If you’re lucky enough to buy an investment property with tenants already living in it, you’ll benefit from immediate rental income from the date the property settles, also saving you the hassle and costs of finding appropriate tenants and a property manager.
There are however some downsides and things you need to be aware of when buying a property with existing tenants.
Firstly, just because the property has changed owners, doesn’t mean the lease contract is voided. Sometimes there is a special clause that makes this so but it’s very rare. Generally, as a buyer, you are bound by law to honour the existing lease.
This shouldn’t usually be a problem, if the existing tenants have been there for a good length of time and the property has been well looked after then you can assume the tenants have had a good relationship with the property manager in the past and should continue to do so with you.
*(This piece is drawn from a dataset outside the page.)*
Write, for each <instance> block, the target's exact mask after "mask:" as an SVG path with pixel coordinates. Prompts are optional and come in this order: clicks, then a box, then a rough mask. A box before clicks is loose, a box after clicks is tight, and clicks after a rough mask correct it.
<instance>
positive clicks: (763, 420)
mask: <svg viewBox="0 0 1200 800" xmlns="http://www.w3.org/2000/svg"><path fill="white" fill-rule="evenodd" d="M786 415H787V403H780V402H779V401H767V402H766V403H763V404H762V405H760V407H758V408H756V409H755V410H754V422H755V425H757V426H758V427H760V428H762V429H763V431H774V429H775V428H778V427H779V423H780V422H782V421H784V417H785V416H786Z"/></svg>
However if for some reason you do find the existing tenants unsuitable or you’re not happy with them, you still have to honour the contract on the lease.
If you have a good reason for wanting to break the lease such as late rental payments you can issue a fair notice or reason to terminate the contract in 14 days.
You can also end a lease contract early if you have written agreement from the tenants.
Also, if you are hoping to move into the property yourself or would like to get new tenants in, you must give the existing tenants ample notice that you do not intend to renew the lease once it expires. This can up to 90 days in some states so be mindful of that.
One thing to keep an eye on is that on occasion sellers try to sell a property right after signing on new tenants and low rental rates to give uninformed buyers the impression that the home is highly desirable rent-wise. So before buying a property with existing tenants find out how much rent is currently being charged because if it’s too low for your liking you won’t be able to raise it during a fixed term.